Abstract Body (Do not enter title and authors here): Background: Heart failure (HF) is a heterogeneous syndrome with high mortality. Previous work characterizing HF subgroups primarily relied on clinical data to cluster patients, an approach constrained by the boundaries of documented clinical features. Clustering based on biomarker data, such as proteomics, may provide insights into underlying molecular processes. However, few studies have used this approach, and all used targeted cardiovascular proteomics panels and a restricted HF ejection fraction group.
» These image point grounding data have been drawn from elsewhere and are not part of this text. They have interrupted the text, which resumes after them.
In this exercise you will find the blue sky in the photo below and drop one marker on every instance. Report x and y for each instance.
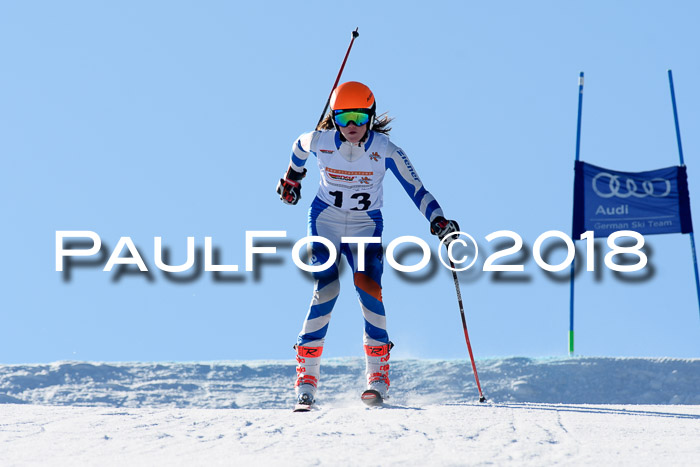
(171, 119)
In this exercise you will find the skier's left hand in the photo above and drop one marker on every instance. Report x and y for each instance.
(443, 227)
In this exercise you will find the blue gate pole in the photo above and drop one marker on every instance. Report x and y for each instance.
(573, 262)
(680, 154)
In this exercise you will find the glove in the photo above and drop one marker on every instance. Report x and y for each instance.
(289, 187)
(443, 227)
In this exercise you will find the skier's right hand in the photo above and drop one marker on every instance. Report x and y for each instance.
(442, 227)
(289, 187)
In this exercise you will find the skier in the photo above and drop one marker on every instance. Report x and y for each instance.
(353, 151)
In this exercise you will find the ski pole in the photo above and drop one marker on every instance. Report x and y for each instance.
(466, 333)
(355, 34)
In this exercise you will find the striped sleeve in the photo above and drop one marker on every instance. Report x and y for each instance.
(406, 174)
(302, 147)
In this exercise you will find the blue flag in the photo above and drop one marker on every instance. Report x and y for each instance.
(653, 202)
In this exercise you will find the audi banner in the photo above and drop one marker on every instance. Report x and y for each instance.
(653, 202)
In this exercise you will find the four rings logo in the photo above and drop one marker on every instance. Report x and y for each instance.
(656, 188)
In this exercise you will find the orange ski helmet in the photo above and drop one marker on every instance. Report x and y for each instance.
(353, 95)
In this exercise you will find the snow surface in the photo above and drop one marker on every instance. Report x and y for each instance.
(619, 411)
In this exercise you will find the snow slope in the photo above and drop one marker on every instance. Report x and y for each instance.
(574, 411)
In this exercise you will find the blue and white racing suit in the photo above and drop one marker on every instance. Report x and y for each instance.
(348, 204)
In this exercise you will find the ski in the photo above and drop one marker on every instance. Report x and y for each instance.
(304, 403)
(303, 408)
(372, 398)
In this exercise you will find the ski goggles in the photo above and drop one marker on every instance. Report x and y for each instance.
(357, 116)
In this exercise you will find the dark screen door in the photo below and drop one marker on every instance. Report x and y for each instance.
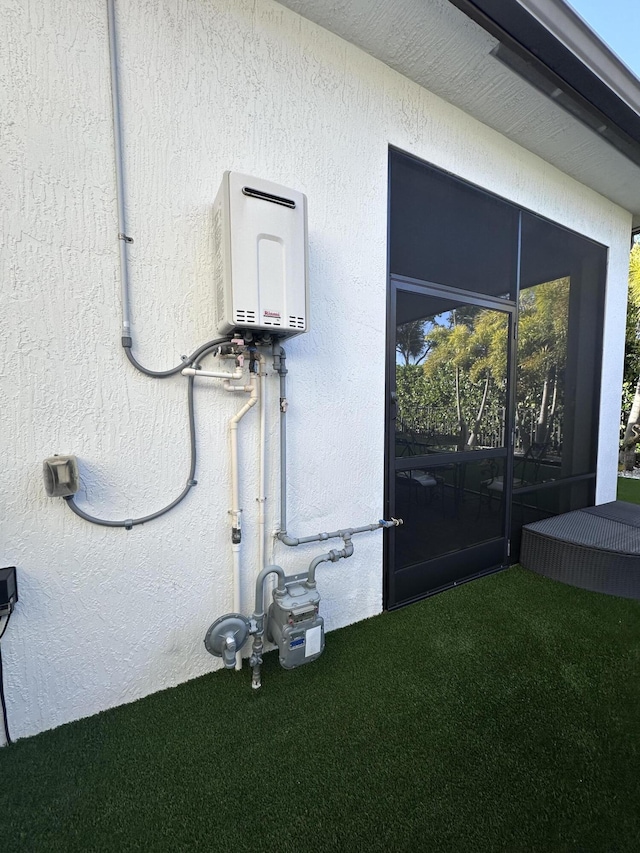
(449, 436)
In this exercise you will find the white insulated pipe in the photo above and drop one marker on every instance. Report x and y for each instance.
(215, 374)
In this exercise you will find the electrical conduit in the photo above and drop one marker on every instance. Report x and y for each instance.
(236, 529)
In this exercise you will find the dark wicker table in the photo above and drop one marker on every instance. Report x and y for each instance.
(596, 548)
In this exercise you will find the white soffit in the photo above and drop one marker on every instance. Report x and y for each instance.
(436, 45)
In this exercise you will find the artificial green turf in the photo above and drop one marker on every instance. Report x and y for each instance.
(629, 490)
(498, 716)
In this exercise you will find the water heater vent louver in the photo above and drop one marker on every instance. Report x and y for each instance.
(245, 316)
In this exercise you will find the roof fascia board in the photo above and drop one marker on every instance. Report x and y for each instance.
(522, 31)
(576, 34)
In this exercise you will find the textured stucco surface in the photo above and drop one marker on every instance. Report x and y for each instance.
(107, 616)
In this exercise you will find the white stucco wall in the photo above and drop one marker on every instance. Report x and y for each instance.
(107, 616)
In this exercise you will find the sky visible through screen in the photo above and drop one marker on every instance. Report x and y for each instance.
(617, 22)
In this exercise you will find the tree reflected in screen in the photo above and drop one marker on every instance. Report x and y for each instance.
(451, 379)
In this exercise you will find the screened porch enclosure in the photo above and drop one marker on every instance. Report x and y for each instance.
(494, 360)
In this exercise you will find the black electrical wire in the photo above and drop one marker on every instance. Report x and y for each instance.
(128, 523)
(127, 343)
(2, 699)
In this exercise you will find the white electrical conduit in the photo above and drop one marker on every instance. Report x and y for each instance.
(262, 467)
(252, 389)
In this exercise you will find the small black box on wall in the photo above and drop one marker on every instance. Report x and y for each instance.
(8, 587)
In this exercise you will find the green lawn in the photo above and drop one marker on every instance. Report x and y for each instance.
(629, 490)
(500, 716)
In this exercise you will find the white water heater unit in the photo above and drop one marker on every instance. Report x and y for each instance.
(261, 257)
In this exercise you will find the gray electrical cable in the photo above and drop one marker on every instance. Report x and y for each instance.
(128, 523)
(3, 704)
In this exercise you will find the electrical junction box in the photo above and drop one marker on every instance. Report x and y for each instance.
(260, 233)
(8, 588)
(294, 624)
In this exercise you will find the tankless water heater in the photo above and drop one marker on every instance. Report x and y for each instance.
(261, 257)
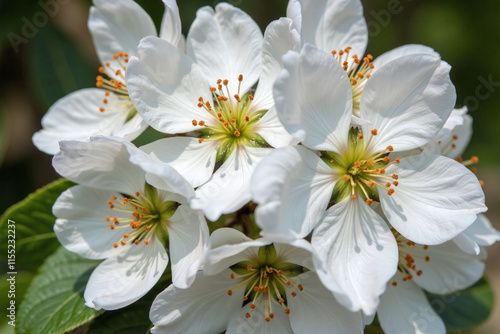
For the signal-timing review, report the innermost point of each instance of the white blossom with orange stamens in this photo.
(208, 93)
(339, 27)
(116, 215)
(253, 286)
(328, 184)
(116, 29)
(440, 269)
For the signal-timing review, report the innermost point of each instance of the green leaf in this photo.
(4, 132)
(54, 302)
(34, 221)
(148, 136)
(465, 309)
(132, 319)
(13, 292)
(57, 68)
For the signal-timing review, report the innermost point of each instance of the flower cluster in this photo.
(363, 201)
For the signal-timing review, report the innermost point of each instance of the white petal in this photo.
(171, 29)
(466, 244)
(236, 249)
(436, 199)
(449, 269)
(404, 50)
(203, 308)
(334, 25)
(405, 309)
(188, 242)
(102, 163)
(228, 189)
(314, 99)
(280, 324)
(407, 101)
(292, 187)
(482, 232)
(227, 236)
(294, 12)
(459, 124)
(121, 280)
(118, 27)
(192, 160)
(279, 38)
(271, 129)
(164, 84)
(315, 310)
(357, 254)
(81, 226)
(226, 43)
(76, 117)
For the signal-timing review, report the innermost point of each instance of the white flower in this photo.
(209, 90)
(440, 269)
(116, 215)
(116, 28)
(428, 198)
(339, 27)
(253, 286)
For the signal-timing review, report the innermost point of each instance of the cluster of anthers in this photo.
(114, 87)
(266, 282)
(406, 266)
(448, 148)
(369, 170)
(358, 72)
(143, 221)
(232, 118)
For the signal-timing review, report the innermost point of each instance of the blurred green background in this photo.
(54, 57)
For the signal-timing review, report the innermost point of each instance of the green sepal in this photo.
(291, 269)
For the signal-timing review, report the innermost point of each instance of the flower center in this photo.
(230, 120)
(148, 216)
(363, 172)
(112, 79)
(358, 72)
(408, 252)
(266, 278)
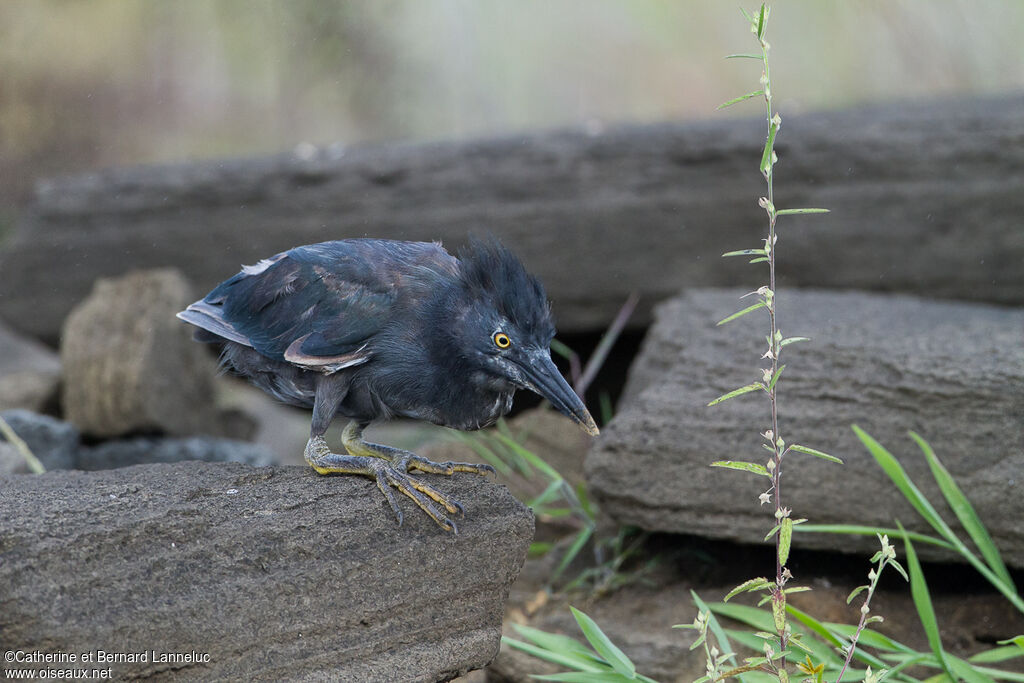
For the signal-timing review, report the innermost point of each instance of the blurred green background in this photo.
(94, 83)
Hypothesis: We used unsupervised clustering analysis to characterize molecular phenogroups in a population-based HF cohort using a large-scale array of circulating plasma proteins. We hypothesized that distinct proteomic-defined phenogroups would exhibit differences in clinical characteristics, mortality, and protein expression.
Methods: We measured 7151 SOMAmers (Slow off-rate modified aptamers) targeting human proteins via the SomaLogic 7K SomaScan assay in 1351 HF patients. After feature selection, 831 SOMAmers were used in k-means clustering of patients via R package “ConsensusClusterPlus.” Phenogroups were compared for clinical characteristics, all-cause mortality, and protein expression.
Results: Three phenogroups were identified, exhibiting different clinical characteristics (Table 1) and survival probabilities (5-year survival probability in phenogroup 1: 65% [61%, 68%], phenogroup 2: 45% [40%, 51%], and phenogroup 3: 26% [22%, 30%]). In covariate-adjusted Cox models, membership in phenogroups 2 and 3 was significantly associated with increased rate of mortality compared to phenogroup 1. Phenogroups did not differ by ejection fraction or New York Heart Association class. Pathway overrepresentation analysis of differentially expressed SOMAmers identified pathways associated with inflammatory response and immune cell trafficking.
Conclusions: Unsupervised clustering analysis using large-scale proteomics data identified three HF phenogroups with different proteomic signatures, clinical characteristics, and outcomes. Future work is necessary to elucidate how molecular differences contribute to heterogeneity in HF to improve risk stratification beyond current recommended clinical guidelines.